Badia Sriracha Nutrition

Here’s a table showing the nutrition of Badia Sriracha:

Sodium115 mg — 5% DV
Sugars0 g

From above, you can see that Badia Sriracha is pretty light on calories, fat, carbs and sugar, with a small amount of sodium and protein thrown in the mix.

Is Badia Sriracha Gluten Free?

If you’re keeping an eye out for gluten, then good news for you, because Badia Sriracha is totally gluten-free! 

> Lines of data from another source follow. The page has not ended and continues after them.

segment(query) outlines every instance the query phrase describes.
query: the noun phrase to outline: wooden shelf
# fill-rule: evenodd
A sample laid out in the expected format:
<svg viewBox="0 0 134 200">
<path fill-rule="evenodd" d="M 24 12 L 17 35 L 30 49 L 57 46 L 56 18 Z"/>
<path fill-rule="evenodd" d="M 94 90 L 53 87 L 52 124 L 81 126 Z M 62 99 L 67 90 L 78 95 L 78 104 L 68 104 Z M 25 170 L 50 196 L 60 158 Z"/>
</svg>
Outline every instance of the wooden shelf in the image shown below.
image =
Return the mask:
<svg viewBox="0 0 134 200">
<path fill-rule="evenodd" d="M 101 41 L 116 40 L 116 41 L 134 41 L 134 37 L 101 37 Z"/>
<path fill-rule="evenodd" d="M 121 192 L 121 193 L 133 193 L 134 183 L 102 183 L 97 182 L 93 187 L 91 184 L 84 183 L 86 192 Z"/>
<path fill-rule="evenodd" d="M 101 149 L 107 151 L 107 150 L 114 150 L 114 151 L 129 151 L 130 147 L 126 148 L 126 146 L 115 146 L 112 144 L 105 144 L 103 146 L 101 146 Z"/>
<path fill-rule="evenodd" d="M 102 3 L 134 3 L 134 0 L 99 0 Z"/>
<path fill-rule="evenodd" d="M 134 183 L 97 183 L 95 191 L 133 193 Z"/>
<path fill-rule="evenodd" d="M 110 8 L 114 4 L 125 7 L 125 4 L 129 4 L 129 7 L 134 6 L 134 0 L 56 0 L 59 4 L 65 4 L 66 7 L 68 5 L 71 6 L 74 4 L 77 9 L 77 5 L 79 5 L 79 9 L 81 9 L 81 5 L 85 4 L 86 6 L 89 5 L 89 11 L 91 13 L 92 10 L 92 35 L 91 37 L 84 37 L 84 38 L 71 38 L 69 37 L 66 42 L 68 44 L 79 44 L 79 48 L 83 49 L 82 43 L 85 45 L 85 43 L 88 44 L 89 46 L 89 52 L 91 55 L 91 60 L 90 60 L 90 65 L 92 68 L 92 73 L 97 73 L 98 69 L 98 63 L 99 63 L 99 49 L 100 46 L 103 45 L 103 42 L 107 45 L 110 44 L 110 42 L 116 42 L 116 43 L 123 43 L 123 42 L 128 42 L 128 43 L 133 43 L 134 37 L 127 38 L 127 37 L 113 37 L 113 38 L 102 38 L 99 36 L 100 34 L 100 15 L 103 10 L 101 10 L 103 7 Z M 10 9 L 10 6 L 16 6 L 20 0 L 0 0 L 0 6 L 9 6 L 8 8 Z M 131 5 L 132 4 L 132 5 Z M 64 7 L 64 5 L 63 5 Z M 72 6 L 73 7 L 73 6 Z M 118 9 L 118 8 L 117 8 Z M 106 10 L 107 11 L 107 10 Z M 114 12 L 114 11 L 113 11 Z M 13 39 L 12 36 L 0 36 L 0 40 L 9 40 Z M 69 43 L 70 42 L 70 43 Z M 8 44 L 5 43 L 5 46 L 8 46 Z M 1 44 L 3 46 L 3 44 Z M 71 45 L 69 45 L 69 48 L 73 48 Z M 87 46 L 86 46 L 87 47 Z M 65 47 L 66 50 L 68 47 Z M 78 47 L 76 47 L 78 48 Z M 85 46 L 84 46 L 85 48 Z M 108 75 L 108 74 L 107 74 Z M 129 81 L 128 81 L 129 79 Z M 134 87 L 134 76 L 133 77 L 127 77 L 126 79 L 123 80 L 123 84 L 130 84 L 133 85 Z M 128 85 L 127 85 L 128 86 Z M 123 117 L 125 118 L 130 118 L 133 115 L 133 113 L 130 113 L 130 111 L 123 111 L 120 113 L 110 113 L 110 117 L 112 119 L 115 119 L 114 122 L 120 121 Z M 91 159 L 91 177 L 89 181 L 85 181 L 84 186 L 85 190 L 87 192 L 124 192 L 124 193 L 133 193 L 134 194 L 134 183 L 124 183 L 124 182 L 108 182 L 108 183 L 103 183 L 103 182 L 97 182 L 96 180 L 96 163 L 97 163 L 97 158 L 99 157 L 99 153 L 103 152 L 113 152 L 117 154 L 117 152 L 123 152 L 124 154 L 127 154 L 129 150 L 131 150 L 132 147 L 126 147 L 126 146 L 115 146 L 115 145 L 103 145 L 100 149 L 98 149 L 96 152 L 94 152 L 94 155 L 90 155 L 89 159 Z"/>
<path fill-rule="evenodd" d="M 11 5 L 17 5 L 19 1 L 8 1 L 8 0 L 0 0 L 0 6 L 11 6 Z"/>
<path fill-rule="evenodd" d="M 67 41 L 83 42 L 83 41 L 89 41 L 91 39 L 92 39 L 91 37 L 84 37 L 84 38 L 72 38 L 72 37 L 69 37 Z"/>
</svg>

None of its ingredients have any ties to wheat or gluten. 

Even the vinegar used in its recipe is safe for those avoiding gluten.

On top of that, this sauce is also kosher-friendly and totally skips out on any MSG. 

So if you’re following a kosher diet or avoiding MSG, you’re good to go with this one.

However, just a heads-up for those following a Halal diet, Badia Sriracha doesn’t meet the halal criteria. 

So while it ticks a lot of boxes, it might not be the right fit for everyone.

How Much Does Badai Sriracha Cost? And Is It Cost Effective?

So you’re wondering about the cost of Badia Sriracha and if it’s a bang for your buck, huh?

Well, the price can shift a bit based on the bottle size and where you’re buying it from.

As of now, you can snag a 17oz bottle on Amazon for around $11.25, which is the lowest price I came across.

This is a bit pricier than other brands like Tabasco Sriracha or Dynasty Sriracha at certain stores.

Now, as to whether it’s worth the price tag, it really boils down to your personal preference.

For me, I’ve got to say that it doesn’t quite hit the mark. I’ve found that I prefer the taste of Dynasty and Tabasco Sriracha over Badia.

Plus, I can get a bigger bottle of those brands for less cash.

So for my money, Badia Sriracha isn’t the most cost-effective option.

But remember, taste is subjective!

What’s not quite my jam might be totally your cup of tea.

So, consider your personal preference and the price tag before you make the call!